I’m confused. Is Rosh Hashanah one day or two?

That depends. In ancient times, when Jews measured their years by the phases of the moon, there was sometimes uncertainty about when, precisely, it was a new moon. A special court would actually be called into session to officially certify the new moon and to spread the word to far-flung communities in Israel to get everyone on the same calendar page. The delay in the news reaching those communities led to the observance of two days of the festivals just to be safe. In current times, Jews in Israel no longer celebrate two days of the festivals, but more observant Jews in America and other diaspora countries still maintain the tradition, while less observant Jews typically only celebrate one day. The big twist on this, though, is that Rosh Hashanah is the only exception to the rule in Israel, so two days of Rosh Hashanah are observed there as well. I know. It’s confusing. Sorry.

Are there other rituals besides going to synagogue?
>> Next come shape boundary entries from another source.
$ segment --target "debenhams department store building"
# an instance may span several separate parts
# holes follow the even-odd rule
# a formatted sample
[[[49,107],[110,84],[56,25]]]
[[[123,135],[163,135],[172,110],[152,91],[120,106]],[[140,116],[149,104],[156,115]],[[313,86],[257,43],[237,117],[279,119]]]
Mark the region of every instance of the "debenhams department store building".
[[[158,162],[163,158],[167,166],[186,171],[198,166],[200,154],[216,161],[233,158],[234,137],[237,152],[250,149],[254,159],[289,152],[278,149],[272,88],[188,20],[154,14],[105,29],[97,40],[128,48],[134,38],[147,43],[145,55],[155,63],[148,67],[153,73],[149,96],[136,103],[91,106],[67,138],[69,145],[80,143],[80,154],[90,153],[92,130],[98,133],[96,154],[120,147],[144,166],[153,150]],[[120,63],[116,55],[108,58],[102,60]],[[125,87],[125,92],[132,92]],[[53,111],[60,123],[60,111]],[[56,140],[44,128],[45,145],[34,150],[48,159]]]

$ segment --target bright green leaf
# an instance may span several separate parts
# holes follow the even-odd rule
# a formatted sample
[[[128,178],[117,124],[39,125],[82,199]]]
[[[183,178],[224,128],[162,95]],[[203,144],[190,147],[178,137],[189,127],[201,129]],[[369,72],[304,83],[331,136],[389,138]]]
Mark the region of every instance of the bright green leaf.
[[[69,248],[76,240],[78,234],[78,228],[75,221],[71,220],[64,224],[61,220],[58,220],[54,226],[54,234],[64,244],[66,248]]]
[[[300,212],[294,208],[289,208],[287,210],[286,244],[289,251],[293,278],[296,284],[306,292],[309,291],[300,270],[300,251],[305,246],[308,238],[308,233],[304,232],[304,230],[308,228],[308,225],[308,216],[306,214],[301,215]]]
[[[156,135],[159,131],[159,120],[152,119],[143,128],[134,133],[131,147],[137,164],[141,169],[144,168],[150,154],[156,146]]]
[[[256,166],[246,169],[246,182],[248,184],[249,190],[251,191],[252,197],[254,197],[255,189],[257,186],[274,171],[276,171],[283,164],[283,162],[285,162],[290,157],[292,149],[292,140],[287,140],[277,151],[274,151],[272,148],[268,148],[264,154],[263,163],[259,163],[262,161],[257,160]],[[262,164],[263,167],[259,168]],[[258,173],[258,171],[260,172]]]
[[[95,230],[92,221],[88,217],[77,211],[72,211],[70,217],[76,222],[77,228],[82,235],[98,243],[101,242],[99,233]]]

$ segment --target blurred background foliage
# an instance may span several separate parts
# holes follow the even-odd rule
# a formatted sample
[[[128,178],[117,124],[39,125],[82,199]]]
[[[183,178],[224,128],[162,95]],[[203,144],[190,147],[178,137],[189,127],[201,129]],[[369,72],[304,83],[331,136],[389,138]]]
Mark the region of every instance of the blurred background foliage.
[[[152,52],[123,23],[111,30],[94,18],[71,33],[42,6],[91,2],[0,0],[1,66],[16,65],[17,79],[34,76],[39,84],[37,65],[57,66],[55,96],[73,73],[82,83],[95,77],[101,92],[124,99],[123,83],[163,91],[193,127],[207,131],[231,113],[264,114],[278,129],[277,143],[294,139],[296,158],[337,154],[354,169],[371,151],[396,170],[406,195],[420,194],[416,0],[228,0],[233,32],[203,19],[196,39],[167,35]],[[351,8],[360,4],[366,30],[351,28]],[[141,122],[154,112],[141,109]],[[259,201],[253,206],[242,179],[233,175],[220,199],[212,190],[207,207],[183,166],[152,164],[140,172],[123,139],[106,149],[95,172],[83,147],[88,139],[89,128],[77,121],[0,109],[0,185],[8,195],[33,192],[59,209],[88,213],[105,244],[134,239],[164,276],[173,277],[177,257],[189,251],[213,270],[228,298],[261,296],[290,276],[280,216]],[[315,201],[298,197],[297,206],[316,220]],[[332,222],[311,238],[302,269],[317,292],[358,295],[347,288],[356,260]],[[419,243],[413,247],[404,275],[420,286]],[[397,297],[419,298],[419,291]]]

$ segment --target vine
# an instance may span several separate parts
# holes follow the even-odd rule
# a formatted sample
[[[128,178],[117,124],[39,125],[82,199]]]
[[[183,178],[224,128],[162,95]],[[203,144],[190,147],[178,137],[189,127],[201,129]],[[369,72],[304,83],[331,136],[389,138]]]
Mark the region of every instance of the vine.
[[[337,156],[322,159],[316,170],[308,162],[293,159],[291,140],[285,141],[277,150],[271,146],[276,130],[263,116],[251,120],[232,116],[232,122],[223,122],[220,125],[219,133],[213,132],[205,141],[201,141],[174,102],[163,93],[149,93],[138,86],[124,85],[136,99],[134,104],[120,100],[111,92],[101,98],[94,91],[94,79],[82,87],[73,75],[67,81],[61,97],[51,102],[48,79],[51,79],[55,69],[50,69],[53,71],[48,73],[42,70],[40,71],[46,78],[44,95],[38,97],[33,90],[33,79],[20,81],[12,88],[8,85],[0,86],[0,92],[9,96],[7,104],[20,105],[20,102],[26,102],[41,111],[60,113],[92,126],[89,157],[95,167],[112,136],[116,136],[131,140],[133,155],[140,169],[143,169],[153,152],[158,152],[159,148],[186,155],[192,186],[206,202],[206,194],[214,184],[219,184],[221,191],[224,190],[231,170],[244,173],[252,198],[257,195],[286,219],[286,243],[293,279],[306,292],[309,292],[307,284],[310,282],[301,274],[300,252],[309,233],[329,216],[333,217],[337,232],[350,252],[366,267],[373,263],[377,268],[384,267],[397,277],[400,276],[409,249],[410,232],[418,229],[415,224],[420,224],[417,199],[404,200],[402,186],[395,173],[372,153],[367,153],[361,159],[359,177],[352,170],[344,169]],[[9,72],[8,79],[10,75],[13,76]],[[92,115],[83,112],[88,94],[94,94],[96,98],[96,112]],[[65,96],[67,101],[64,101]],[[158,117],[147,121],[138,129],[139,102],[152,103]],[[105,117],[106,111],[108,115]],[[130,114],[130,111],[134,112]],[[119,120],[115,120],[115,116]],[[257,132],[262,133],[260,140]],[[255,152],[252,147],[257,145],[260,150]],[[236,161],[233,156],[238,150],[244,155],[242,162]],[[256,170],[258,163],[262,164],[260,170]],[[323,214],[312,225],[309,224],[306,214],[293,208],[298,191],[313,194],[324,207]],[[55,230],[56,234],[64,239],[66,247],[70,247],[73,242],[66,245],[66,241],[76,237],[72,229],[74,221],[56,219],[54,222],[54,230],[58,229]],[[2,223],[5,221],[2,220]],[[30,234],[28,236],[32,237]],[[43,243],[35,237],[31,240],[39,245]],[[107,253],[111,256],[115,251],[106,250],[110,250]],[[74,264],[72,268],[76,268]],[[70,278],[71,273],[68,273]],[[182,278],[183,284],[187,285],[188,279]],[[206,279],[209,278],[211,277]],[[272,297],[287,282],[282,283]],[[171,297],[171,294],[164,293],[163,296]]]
If you happen to be walking by a body of water on Monday afternoon and see a whole bunch of people throwing bread into it, don’t be alarmed- it’s just tashlich, the practice of casting bread on moving water to symbolically cast one’s sins away in preparation for Yom Kippur. It’s a practice that originated in the Middle Ages and has become quite popular in recent years. Keep in mind that it’s actually preferable to throw the bread into water in which fish and animals will consume it.

Also, in the realm of the spiritual, Jewish tradition holds that the Book of Life is opened on Rosh Hashanah and closed on Yom Kippur, so Jews must atone and seek forgiveness for their sins and misdeeds in these ten days of awe. The Sabbath in between the two High Holidays is supposed to be the day when you personally seek forgiveness from those you have wronged.